Jake Jacob
- Full name: Herbert Percy Jacob
- Born: 12 October 1902 Elham, Kent, England
- Died: 8 July 1996 (aged 93) Myaree, Perth, Australia
- School: Cranleigh School
- University: Christ Church, Oxford
- Occupation: Schoolmaster

Rugby union career
- Position: Three-quarter

International career
- Years: Team / Apps / (Points)
- 1924–30: England / 5 / (12)

= Jake Jacob =

England international rugby union player

Herbert Percy "Jake" Jacob (12 October 1902 – 8 July 1996) was an English international rugby union player.

Jacob hailed from Elham, Kent, a village not far from Folkestone. He attended Cranleigh School and pursued further studies at Christ Church, Oxford. A three-quarter, Jacob gained his rugby blues for Oxford University as a freshman in 1924 and then captained the team in the 1925 Varsity Match.
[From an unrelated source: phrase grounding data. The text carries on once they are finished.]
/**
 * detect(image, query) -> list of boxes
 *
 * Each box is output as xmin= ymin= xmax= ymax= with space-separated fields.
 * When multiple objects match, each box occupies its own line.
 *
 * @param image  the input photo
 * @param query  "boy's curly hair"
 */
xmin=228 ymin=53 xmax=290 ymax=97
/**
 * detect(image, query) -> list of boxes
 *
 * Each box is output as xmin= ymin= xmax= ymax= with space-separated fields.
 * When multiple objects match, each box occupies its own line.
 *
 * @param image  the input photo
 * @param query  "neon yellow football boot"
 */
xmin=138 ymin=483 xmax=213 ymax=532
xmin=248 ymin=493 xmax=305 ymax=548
Capped five times for England, Jacob played all four matches of their grand slam-winning 1924 Five Nations campaign, primarily as a winger, with most noted contribution a hat-trick of tries against France at Twickenham. His fifth and final cap didn't come until 1930, when he was called up from Blackheath to stand in for Frank Malir in a match against France.
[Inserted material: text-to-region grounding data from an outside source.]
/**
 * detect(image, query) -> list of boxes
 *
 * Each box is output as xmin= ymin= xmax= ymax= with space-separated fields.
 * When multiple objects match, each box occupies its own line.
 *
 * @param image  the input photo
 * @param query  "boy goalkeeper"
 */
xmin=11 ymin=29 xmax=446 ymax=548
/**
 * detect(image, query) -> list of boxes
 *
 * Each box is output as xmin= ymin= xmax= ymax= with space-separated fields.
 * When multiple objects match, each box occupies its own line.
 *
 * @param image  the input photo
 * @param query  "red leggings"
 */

Jacob coached rugby at Cranleigh School and produced two England internationals of the 1930s, Robert Carr and Jeff Reynolds. He was also a housemaster, for 16 years, and before retiring served as acting headmaster in 1959/60, until the appointment of David Emms. After the death of his wife, Jacob emigrated with his son to Canada and later settled in Perth, Australia, where his daughter lived. He was the last surviving member of the 1924 grand slam side.